La deuxième moitié du XIIe siècle voit naître en Ile-de-France un grand élan de constructions : c’est le début de ce qu’on appellera plus tard l’art gothique. De Saint-Denis à Sens, Paris, Laon ou Noyon, les chantiers se multiplient pour agrandir, embellir, mettre au goût du jour les anciennes cathédrales. Chartres ne peut rester en deçà de cette effervescence générale. Peu avant le milieu du siècle on entreprend de rénover le portail d’entrée.
L’occasion d’une reconstruction totale est donnée par un nouvel incendie qui, le 10 juin 1194, détruit une partie de la cathédrale. Le trésor des reliques est conservé. L’entrée occidentale et quatre verrières romanes sont intégrées au nouvel édifice.

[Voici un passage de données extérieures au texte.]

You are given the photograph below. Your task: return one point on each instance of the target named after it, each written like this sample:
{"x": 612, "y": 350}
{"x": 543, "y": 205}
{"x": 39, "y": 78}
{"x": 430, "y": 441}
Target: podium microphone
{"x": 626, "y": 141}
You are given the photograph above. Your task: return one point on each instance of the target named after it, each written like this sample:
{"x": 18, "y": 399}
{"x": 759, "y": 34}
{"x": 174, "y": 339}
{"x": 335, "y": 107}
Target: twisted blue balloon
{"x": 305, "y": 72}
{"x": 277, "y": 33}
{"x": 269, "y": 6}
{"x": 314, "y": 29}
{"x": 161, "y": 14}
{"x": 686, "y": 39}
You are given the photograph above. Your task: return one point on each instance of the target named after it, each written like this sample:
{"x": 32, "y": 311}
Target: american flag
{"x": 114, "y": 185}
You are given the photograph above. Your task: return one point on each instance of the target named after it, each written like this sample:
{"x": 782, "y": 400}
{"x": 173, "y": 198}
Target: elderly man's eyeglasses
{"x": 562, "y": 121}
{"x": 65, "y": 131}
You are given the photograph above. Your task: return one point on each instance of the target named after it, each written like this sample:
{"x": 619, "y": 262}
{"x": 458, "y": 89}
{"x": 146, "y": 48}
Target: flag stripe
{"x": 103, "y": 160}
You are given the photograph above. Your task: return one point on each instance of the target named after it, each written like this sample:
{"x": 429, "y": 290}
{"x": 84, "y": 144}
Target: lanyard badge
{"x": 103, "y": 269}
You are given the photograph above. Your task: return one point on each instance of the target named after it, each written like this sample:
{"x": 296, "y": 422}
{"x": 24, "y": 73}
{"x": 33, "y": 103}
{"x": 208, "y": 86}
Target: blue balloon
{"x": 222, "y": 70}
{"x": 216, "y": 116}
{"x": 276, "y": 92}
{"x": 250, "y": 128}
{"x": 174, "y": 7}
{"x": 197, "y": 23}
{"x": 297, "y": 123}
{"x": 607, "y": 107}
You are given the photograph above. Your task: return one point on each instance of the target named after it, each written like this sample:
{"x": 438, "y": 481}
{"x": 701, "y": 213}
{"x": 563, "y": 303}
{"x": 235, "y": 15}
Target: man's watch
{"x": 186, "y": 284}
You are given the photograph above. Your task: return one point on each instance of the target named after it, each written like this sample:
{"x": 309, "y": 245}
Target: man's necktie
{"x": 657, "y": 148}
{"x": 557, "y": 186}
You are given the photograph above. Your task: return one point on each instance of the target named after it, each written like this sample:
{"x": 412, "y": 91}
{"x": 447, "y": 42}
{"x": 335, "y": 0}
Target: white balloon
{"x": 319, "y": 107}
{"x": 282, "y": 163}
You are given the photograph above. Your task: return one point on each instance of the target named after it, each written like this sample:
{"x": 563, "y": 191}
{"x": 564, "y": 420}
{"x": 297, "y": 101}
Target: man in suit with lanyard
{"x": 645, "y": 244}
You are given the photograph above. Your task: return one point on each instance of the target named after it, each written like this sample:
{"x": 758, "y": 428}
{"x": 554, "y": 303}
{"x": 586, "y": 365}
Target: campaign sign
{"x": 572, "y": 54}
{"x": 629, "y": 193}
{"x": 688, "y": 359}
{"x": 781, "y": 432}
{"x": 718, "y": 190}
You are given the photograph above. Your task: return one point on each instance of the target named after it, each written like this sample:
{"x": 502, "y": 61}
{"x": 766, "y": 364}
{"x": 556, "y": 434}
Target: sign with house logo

On décide de rebâtir la cathédrale. L’évêque Renaud de Mouçon, cousin germain du roi Philippe Auguste, s’y emploie. Autour de lui, 72 chanoines gèrent les affaires de l’évêché. Leur fortune est due aux impôts prélevés sur l’activité agricole florissante de la Beauce. Ils sont prêts à l’investir dans la construction. Le pape Innocent III soutient le travail de rénovation ecclésiale. Il restructure l’Église, initie le renouveau de la pastorale, réforme l’éducation des prêtres, réaffirme la force des sacrements en ce temps de croisade contre les Albigeois.
La ville est riche. En ces temps de paix, c’est un nœud commercial florissant, un grenier à blé. Elle abrite 6 000 habitants. Politiquement Chartres ne fait pas partie du domaine royal, où elle ne sera intégrée qu’en 1286 avec Philippe le Bel. Le Comte de Chartres, à la tête d’un domaine puissant dont les terres s’étendent loin, se considère comme le rival du pouvoir capétien en pleine expansion. Une cathédrale, grande, belle, à la mesure des audacieuses constructions du territoire capétien, ne serait pas pour lui déplaire.
Comme dans toutes les villes de ce temps, une nouvelle société se développe, avec des bourgeois et des artisans actifs. Ils participent à la grande mutation économique, culturelle, sociale, religieuse des environs des années 1200. Ils ont soif eux aussi d’investir leur nouvelle richesse dans une œuvre qui retourne à Dieu cette prospérité.
Les conditions sont donc réunies pour un projet rassemblant toutes les forces vives de ce temps. La construction est rapide. Commencée en 1194, la cathédrale est rendue au culte vers 1220, tandis que la dernière main mise à la décoration consiste en la pose, en 1230, des vastes porches des transepts, préalablement sculptés. Peu de villes peuvent se vanter d’une telle rapidité. Ajouts et embellissements de détails se poursuivent jusqu’en 1260 : le 17 octobre, la cathédrale est solennellement consacrée en présence de Saint Louis.